For one reason or another Prophet holds long-term grudges with a few dogs. They are, interestingly, not those who have hurt him. One longhair Shepherd, who he met when he was a pup, tolerated his presence until the owners got a new puppy. When Prophet went to greet the puppy the older dog opened up Prophet's forehead. The next time they met they fought again, but this time Prophet was prepared and wasn't hurt. I detoured around those two for months but they have now reached a modus vivendi. The older dogs nod, Prophet barks at the younger one, and they go on their separate ways.
One dog who always tried to bully Prophet when he was small now enrages him. We run into her on the weekends and I have to either lead Prophet on a long detour or leash him. Another, who we see most mornings actually went after a seven-year old who was with us one day. Prophet seems inclined neither to forgive nor forget, but as long as we don't get to close, my voice commands are enough to keep him away.
Then there is the Great Dane we see a few times a week. Prophet tried to hard to make friends the first few times they met, bowing, wagging, making himself small. But this Dane just gave him the hard eyeball and stood aloof. After that, Prophet barked at her from a distance, but -- per instructions -- did not approach.
A few weeks ago I saw that Dane approaching so I leashed Prophet and led him down a very steep embankment. Didn't that unleashed Great Dane come straight over with the angry eyes and the menacing bark. I tried getting between them but the dog went after Prophet anyway. I gave Prophet an extra foot of leash and the Dane eventually backed away.
This morning the first time we saw that dog Prophet started jumping around and stepping forward as if he were going to go after her. I called him and continued on a tangent, so he barked a couple of times more and then followed me. So when we saw them a second time on another path about thirty yards across the brush I leashed Prophet and instructed him to follow me. But the Dane was still off leash and bounding toward Prophet. I was considering releasing him, but the attack never got serious enough.
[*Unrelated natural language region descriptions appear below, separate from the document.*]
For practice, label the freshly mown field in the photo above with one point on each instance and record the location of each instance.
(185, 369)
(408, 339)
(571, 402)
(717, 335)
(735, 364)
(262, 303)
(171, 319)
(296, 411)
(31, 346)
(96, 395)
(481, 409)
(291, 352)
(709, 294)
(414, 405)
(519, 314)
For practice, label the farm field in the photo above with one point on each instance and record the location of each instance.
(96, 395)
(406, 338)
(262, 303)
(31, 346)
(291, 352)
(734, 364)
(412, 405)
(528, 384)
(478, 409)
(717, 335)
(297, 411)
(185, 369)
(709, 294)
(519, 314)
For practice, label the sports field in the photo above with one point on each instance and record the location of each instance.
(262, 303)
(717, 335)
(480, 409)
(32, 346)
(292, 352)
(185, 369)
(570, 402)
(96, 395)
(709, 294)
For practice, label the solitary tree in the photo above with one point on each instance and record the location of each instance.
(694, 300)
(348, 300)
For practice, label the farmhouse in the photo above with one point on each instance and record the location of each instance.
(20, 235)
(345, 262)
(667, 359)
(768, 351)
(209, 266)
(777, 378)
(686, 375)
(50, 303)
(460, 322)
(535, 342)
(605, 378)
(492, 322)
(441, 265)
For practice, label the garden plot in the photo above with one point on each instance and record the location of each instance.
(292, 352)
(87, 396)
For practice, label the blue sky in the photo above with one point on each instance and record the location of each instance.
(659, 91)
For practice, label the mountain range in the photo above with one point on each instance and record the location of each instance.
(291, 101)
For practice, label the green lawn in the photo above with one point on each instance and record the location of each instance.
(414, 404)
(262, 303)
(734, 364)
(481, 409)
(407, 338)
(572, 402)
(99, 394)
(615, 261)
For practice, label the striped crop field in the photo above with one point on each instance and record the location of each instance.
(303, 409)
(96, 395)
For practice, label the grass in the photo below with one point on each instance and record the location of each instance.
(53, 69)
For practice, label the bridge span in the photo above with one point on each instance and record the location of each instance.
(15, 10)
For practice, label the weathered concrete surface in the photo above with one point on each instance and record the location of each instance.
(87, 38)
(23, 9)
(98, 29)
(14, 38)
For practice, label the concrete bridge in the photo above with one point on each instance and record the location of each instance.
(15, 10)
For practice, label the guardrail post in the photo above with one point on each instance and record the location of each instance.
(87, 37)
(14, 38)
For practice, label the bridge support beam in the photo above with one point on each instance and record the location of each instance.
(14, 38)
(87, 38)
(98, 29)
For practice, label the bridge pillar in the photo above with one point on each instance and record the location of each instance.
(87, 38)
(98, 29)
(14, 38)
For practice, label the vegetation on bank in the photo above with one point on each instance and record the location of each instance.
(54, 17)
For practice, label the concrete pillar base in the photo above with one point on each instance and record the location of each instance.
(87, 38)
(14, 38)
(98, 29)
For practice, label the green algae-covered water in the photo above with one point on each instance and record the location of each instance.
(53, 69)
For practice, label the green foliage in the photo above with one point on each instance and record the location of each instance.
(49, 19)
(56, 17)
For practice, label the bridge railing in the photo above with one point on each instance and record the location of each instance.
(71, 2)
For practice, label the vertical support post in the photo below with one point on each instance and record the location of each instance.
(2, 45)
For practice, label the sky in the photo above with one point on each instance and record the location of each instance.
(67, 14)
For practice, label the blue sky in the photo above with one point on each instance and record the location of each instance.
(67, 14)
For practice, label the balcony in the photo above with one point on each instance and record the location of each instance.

She was snarling at Prophet and jumping at him, but still avoiding his mouth. Prophet grabbed her jacket, but let go when I told him to.
Meanwhile, the owner was yelling and pursuing her dog. When she got close I realized she was yelling at Prophet! The gentleman I was with, whose little dog was watching with interest, chuckled and asked why she was giving orders to Prophet instead of her own dog, particularly since Prophet was on leash!
After Prophet concluded that he was not under attack he agreed to step away. I looked back and saw this woman carefully checking her dog for the injuries Prophet hadn't given her. My dilemma is this:
It is so easy for me to see other people's blindness to their dog's aggressions and to their own complicity. It is impossible for me to see my own blindness. I try really hard, but I know that if they are that oblivious, I must be at least a little oblivious. I can always keep Prophet away from dogs he doesn't like, sometimes with voice, sometimes with leash. I cannot prevent him from disliking those dogs, or from expressing those emotions, and that contributes to drama. With some owners it has been possible for us to reintroduce the dogs after conflict and have them be okay. Others seem to think that Prophet is a ravening beast. But they also seem to think that it is entirely incumbent on me to avoid them. It's fine if I can lead Prophet on a long detour. It's less fine if their dogs pursue us anyway.
I don't know what a person who really knows dogs would do. I think I will pursue a professional consult.